Wyoming Geological Association

Abstract


The Thrust Belt Revisited; 38th Annual Field Conference Guidebook, 1987
Pages 149-161

Lower Triassic Rocks Within and Adjacent to the Thrust Belt of Wyoming, Idaho, and Utah

Richard A. Paull, Rachel K. Paull

Abstract

Twenty-nine measured sections form the basis of a conodont biostratigraphic study of the Lower Triassic Dinwoody, Woodside, Red Peak, and basal Thaynes formation in the Wyoming-Idaho-Utah thrust belt region. Twenty-two sections are distributed throughout the five major plates of the thrust belt, five sections are in the Wyoming foreland, and two are in the hinterland of Idaho and Utah.

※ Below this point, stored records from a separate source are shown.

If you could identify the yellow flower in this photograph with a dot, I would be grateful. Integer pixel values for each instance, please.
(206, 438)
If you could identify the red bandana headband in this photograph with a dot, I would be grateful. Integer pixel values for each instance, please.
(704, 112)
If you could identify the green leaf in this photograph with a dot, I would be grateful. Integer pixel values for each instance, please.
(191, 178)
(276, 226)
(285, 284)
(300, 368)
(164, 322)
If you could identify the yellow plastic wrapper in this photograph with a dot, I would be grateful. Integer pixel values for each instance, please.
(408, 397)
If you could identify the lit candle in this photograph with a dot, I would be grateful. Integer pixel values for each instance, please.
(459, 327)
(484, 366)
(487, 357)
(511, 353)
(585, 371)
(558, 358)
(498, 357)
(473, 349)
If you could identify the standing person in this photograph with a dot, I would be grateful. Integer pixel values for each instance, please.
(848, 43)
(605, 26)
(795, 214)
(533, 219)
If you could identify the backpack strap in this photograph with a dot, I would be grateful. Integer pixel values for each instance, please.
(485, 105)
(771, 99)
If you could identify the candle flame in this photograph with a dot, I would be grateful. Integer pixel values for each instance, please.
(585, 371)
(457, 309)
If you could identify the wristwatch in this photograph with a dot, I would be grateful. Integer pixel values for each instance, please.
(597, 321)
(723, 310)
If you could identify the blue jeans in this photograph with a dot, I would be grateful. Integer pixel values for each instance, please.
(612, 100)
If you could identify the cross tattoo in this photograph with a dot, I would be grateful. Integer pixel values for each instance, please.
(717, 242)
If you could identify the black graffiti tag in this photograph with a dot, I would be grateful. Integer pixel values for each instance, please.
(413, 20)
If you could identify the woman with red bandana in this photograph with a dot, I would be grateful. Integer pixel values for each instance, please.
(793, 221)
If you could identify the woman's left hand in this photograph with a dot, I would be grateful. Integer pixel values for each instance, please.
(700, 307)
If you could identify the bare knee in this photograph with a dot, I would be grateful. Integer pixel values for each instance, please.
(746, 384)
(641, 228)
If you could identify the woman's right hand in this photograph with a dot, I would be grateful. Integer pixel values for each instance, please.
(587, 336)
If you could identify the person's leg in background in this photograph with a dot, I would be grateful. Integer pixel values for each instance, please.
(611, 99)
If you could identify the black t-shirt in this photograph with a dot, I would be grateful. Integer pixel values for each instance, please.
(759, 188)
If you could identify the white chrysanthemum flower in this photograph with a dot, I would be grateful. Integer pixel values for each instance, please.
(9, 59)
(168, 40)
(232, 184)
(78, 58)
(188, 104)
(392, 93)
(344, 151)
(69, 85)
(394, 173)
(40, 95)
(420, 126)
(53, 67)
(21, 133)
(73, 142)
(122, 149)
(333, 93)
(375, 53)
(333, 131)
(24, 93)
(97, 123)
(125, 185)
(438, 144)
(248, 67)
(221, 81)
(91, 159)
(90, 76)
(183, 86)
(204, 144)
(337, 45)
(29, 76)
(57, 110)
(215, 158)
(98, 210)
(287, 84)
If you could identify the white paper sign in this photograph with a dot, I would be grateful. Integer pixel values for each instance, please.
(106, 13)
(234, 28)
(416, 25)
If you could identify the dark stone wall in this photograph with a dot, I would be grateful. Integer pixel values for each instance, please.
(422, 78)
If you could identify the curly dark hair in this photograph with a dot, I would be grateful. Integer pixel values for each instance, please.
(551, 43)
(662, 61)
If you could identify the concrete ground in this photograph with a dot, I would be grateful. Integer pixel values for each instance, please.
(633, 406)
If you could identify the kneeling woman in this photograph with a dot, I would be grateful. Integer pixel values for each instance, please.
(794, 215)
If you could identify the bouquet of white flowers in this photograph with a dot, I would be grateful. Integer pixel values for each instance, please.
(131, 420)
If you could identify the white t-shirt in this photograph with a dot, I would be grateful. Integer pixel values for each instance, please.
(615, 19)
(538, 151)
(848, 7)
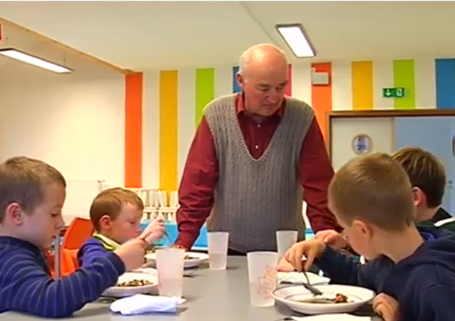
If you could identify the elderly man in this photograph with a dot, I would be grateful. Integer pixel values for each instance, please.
(253, 157)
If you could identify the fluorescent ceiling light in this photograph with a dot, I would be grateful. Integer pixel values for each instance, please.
(35, 61)
(296, 39)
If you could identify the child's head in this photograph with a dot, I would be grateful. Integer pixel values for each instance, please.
(427, 177)
(371, 196)
(32, 195)
(116, 213)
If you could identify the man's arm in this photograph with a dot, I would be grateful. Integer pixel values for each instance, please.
(25, 286)
(316, 172)
(197, 187)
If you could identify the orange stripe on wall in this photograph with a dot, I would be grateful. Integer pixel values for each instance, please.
(169, 93)
(322, 96)
(133, 130)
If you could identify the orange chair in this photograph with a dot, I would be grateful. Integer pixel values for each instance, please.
(77, 233)
(68, 264)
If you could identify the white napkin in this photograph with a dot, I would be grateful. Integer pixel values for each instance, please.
(140, 304)
(332, 317)
(298, 278)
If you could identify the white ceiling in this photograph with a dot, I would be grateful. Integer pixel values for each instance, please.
(157, 35)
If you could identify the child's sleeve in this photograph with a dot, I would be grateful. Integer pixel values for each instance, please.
(343, 269)
(90, 252)
(438, 299)
(26, 287)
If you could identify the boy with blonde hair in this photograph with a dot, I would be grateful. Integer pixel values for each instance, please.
(32, 195)
(412, 270)
(116, 214)
(428, 179)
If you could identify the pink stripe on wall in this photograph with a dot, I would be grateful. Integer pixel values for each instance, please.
(289, 86)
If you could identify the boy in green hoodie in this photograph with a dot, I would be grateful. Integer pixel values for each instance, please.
(428, 179)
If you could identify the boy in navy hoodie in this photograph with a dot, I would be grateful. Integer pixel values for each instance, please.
(32, 194)
(116, 214)
(411, 269)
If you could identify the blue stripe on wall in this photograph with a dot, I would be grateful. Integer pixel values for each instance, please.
(235, 85)
(445, 83)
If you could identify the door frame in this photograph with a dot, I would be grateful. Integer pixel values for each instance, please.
(379, 113)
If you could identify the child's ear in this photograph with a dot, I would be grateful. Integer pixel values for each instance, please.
(15, 213)
(418, 196)
(105, 221)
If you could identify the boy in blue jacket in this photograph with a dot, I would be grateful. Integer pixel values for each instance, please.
(32, 195)
(116, 214)
(411, 269)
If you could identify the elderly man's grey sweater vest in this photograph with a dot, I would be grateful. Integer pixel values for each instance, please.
(254, 198)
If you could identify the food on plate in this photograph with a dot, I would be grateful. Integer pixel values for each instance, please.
(134, 283)
(339, 298)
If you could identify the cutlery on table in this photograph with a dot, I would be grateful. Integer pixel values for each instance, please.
(310, 287)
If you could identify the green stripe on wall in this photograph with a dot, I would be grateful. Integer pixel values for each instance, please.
(205, 90)
(404, 76)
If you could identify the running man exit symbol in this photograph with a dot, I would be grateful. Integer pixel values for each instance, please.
(397, 92)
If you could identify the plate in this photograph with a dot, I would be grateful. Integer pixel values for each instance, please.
(290, 295)
(298, 278)
(195, 259)
(124, 291)
(331, 317)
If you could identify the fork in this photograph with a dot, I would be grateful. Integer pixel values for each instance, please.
(308, 285)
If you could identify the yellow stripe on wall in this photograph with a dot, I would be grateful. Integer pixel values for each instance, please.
(168, 129)
(362, 85)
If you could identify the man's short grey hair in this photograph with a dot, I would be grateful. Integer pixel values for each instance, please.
(246, 55)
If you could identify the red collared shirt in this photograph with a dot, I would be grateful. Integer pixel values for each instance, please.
(200, 176)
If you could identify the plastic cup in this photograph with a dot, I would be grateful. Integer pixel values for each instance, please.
(169, 265)
(262, 276)
(284, 240)
(218, 248)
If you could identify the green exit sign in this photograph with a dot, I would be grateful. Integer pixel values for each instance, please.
(397, 92)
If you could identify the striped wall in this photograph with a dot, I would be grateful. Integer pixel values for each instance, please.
(163, 108)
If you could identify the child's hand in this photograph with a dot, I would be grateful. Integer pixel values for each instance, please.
(154, 231)
(311, 249)
(386, 307)
(333, 239)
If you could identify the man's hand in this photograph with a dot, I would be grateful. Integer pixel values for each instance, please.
(333, 239)
(386, 307)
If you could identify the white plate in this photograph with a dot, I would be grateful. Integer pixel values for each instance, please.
(196, 259)
(357, 297)
(124, 291)
(298, 277)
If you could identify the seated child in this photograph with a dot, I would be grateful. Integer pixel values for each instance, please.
(371, 196)
(116, 214)
(428, 179)
(32, 194)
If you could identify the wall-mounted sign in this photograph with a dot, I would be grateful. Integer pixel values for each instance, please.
(362, 144)
(397, 92)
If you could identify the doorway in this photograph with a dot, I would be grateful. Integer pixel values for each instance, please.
(432, 130)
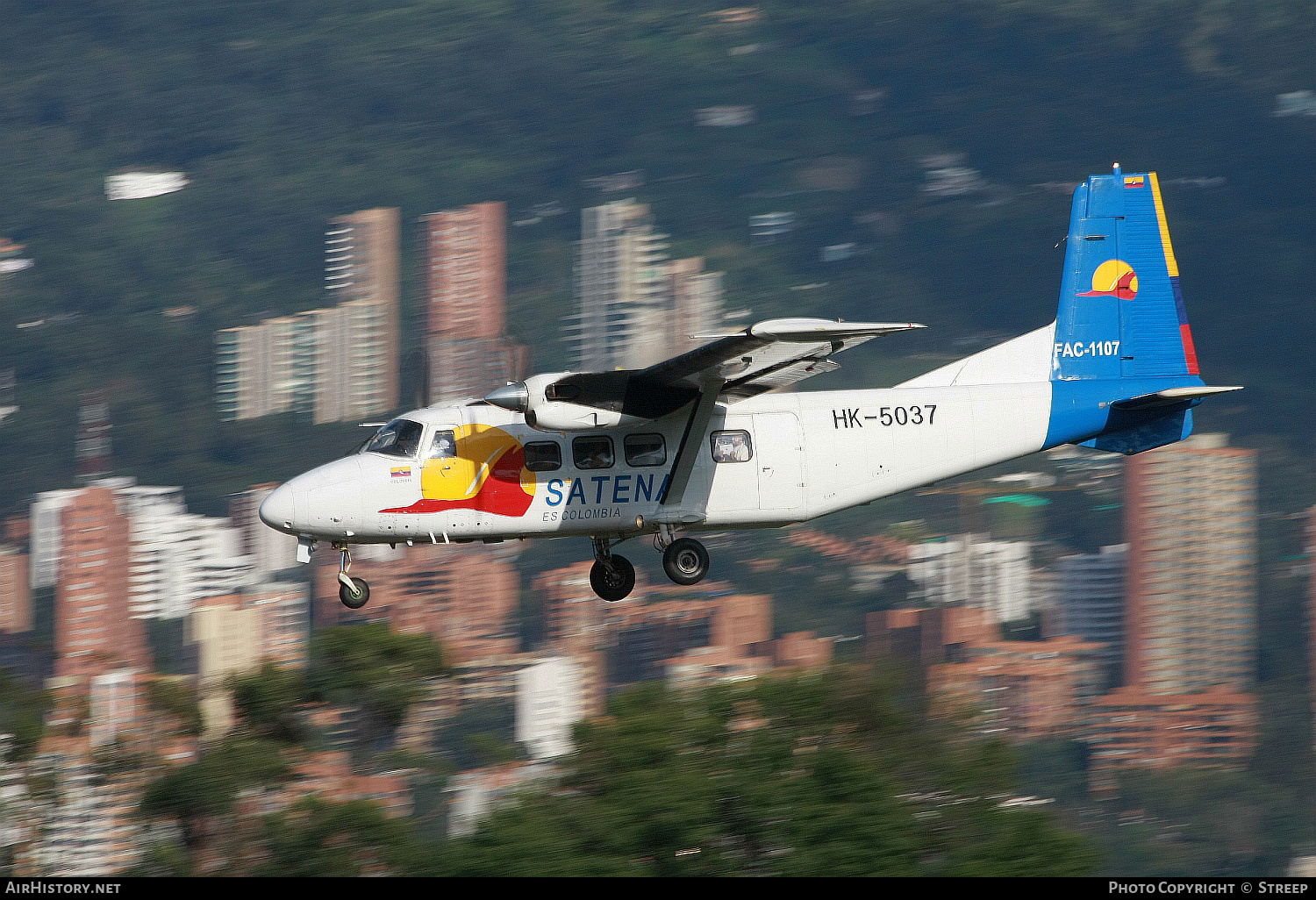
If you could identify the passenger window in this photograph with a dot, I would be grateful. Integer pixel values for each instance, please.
(645, 450)
(732, 446)
(444, 446)
(542, 455)
(592, 453)
(397, 439)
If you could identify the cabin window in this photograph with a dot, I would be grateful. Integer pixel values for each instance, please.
(542, 455)
(592, 453)
(732, 446)
(397, 439)
(645, 450)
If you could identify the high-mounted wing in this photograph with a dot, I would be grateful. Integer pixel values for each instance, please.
(731, 368)
(768, 355)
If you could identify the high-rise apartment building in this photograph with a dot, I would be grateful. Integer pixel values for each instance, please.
(15, 596)
(463, 254)
(995, 575)
(362, 268)
(94, 629)
(336, 363)
(270, 552)
(1190, 521)
(171, 557)
(1090, 603)
(634, 305)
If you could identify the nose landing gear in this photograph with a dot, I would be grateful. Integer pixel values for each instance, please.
(612, 576)
(352, 591)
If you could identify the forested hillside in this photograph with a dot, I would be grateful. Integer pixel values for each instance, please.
(287, 113)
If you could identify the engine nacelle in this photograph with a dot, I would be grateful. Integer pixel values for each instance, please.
(547, 402)
(558, 416)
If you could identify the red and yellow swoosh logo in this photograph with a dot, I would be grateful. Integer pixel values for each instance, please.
(1113, 278)
(489, 474)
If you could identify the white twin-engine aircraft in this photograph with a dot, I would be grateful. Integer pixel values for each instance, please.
(699, 441)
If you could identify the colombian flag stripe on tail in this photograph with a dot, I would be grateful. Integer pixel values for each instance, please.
(1190, 353)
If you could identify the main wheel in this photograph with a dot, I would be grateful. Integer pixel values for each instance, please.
(615, 579)
(686, 561)
(354, 599)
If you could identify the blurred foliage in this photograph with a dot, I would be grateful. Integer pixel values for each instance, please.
(266, 703)
(178, 697)
(373, 668)
(318, 839)
(829, 775)
(207, 787)
(23, 713)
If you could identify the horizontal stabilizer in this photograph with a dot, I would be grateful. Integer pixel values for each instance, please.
(1171, 396)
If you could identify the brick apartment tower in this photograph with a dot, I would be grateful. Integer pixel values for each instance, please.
(463, 253)
(1190, 520)
(15, 596)
(94, 629)
(362, 268)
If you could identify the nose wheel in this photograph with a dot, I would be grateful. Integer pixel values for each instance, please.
(352, 591)
(686, 561)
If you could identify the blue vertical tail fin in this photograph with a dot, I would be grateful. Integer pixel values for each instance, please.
(1120, 311)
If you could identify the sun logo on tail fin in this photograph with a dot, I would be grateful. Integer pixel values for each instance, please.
(1113, 278)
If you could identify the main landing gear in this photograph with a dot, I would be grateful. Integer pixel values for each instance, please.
(353, 591)
(612, 575)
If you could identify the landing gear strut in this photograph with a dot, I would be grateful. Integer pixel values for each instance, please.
(612, 576)
(353, 591)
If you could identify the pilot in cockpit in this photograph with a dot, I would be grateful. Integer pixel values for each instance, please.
(444, 445)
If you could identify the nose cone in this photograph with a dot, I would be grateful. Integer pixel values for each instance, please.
(278, 511)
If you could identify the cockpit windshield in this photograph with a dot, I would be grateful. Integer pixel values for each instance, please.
(397, 439)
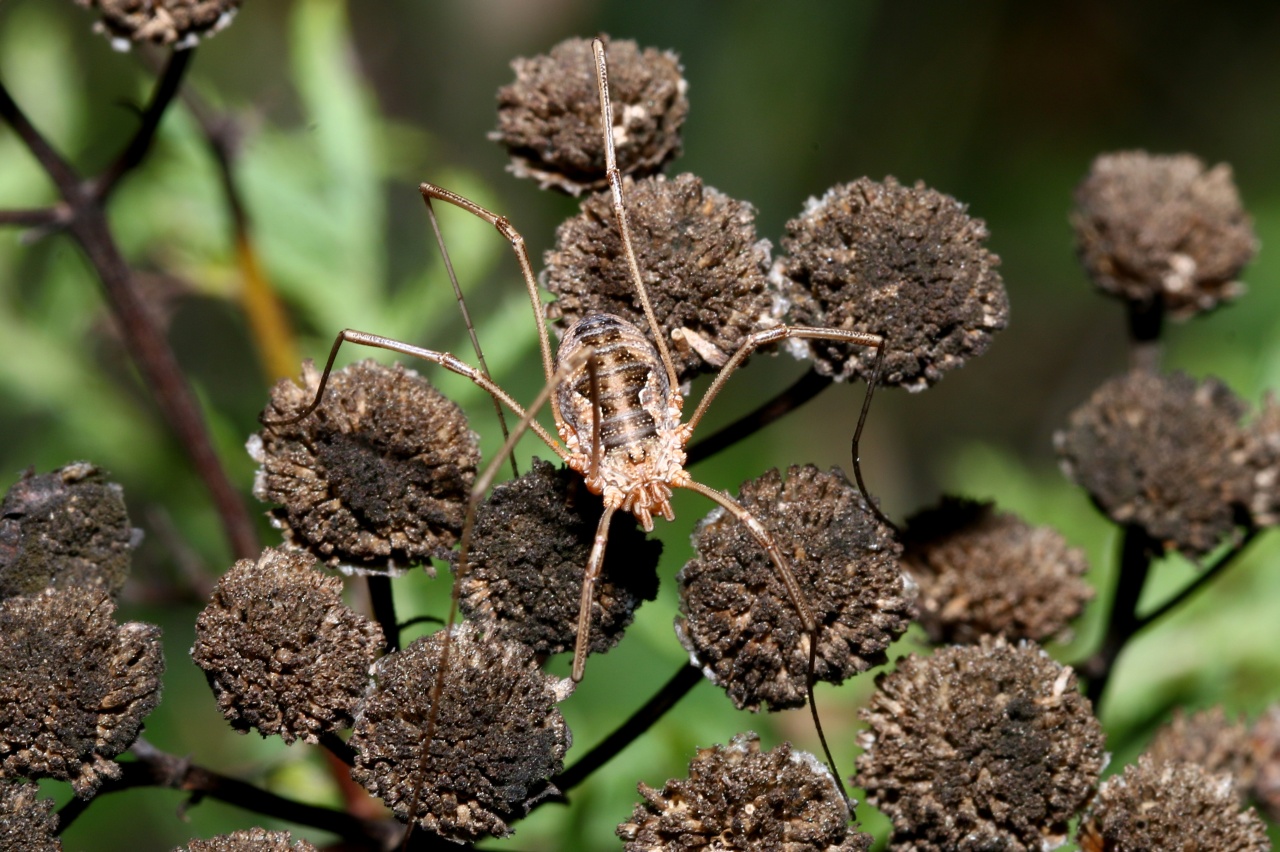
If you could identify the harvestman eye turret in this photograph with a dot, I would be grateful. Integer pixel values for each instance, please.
(617, 408)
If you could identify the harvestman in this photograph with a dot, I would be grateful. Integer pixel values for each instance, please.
(616, 403)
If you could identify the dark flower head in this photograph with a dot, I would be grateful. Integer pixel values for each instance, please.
(737, 619)
(74, 686)
(529, 553)
(376, 477)
(983, 572)
(549, 118)
(740, 798)
(979, 746)
(498, 736)
(64, 528)
(1162, 228)
(703, 265)
(906, 262)
(173, 23)
(282, 653)
(1157, 805)
(1164, 453)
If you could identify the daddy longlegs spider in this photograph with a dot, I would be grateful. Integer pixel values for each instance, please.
(617, 408)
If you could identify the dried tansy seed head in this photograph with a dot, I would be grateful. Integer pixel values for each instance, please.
(376, 477)
(1162, 228)
(1170, 806)
(740, 798)
(983, 572)
(173, 23)
(27, 821)
(1210, 741)
(549, 118)
(703, 265)
(1164, 453)
(282, 653)
(529, 553)
(906, 262)
(740, 624)
(979, 747)
(74, 686)
(254, 839)
(498, 736)
(67, 528)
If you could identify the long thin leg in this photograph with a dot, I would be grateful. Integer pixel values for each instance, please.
(442, 358)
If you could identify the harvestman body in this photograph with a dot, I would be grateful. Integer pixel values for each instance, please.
(616, 403)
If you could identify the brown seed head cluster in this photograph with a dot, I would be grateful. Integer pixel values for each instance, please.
(529, 553)
(74, 686)
(983, 572)
(498, 736)
(549, 118)
(67, 528)
(703, 265)
(1156, 805)
(979, 746)
(378, 477)
(1164, 453)
(282, 653)
(736, 617)
(173, 23)
(740, 798)
(1162, 228)
(906, 262)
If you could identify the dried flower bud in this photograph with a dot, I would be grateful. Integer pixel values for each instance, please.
(498, 736)
(549, 118)
(529, 553)
(703, 265)
(1162, 228)
(173, 23)
(983, 572)
(376, 477)
(740, 798)
(1210, 741)
(1164, 453)
(906, 262)
(27, 821)
(74, 686)
(282, 653)
(255, 839)
(67, 528)
(979, 747)
(1170, 806)
(737, 619)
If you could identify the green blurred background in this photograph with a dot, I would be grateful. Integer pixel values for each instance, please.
(346, 106)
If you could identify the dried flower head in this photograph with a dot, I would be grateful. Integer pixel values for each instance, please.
(983, 572)
(979, 747)
(906, 262)
(27, 821)
(1210, 741)
(282, 653)
(1164, 453)
(549, 118)
(376, 477)
(529, 553)
(703, 265)
(740, 798)
(498, 736)
(737, 619)
(173, 23)
(1162, 228)
(67, 528)
(1157, 805)
(74, 686)
(255, 839)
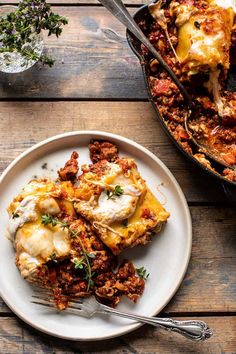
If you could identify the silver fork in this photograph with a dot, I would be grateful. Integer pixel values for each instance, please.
(88, 307)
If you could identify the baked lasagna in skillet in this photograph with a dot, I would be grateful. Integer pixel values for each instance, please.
(197, 38)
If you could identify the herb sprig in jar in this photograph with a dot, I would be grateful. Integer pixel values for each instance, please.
(19, 28)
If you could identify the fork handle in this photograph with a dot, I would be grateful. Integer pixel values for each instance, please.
(118, 9)
(192, 329)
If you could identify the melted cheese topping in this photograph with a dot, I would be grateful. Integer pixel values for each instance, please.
(136, 226)
(204, 40)
(34, 242)
(136, 206)
(109, 209)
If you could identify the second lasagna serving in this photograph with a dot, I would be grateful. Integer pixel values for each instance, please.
(67, 233)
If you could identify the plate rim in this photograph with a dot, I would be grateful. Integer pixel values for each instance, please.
(106, 135)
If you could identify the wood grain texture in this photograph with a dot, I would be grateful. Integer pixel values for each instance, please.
(92, 61)
(134, 120)
(210, 282)
(17, 337)
(82, 2)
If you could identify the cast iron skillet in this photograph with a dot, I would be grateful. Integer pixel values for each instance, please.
(228, 186)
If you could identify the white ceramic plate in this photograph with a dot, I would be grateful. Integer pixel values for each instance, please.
(166, 257)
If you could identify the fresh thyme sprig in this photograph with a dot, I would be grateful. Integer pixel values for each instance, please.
(118, 191)
(50, 220)
(18, 28)
(84, 262)
(142, 272)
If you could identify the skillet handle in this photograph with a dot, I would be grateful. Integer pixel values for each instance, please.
(230, 192)
(118, 9)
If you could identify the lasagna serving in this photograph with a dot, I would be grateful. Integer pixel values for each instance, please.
(197, 38)
(67, 233)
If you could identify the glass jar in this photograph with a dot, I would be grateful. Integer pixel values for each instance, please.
(14, 62)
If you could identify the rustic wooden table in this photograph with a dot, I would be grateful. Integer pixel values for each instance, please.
(97, 83)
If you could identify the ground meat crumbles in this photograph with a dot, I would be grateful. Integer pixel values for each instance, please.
(219, 133)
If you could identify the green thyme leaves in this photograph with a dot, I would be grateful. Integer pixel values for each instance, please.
(84, 262)
(29, 19)
(117, 192)
(50, 220)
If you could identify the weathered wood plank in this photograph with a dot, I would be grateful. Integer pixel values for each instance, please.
(210, 283)
(92, 61)
(133, 120)
(17, 337)
(82, 2)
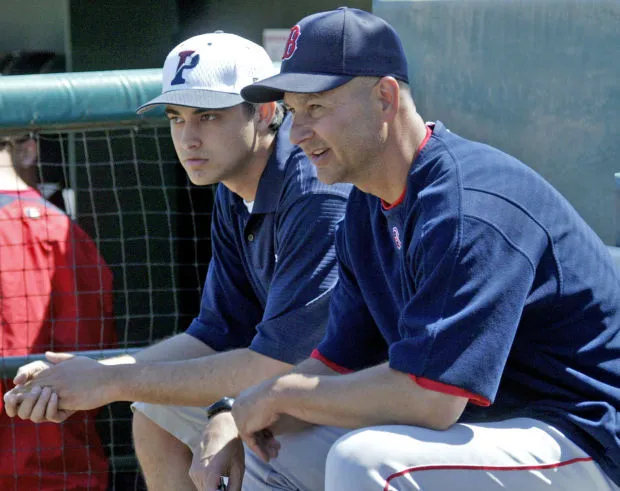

Greenish gray siltstone, shale, and limestone interbeds of the Dinwoody Formation were deposited during an Early Triassic transgression onto the Wyoming shelf. This unit disconformably overlies Upper Permian strata with little physical evidence of a hiatus. The Dinwoody is transitional with the overlying Thaynes in the western part of the study area, and grades laterally and vertically eastward into red beds of the Woodside Formation.

The thickness of the Dinwoody ranges from 664 m (2180 ft) within the western thrust belt to 38 m (115 ft) in the Wyoming foreland. Thickness variations across major thrust faults are generally less than changes within a given plate.

The Woodside Formation thins westward from a maximum thickness of 216 m (710 ft) in the central part of the thrust belt, to merge into the Dinwoody in the Meade plate. Like the Dinwoody, thickness variations in the Woodside are generally greater within plates than across major thrusts.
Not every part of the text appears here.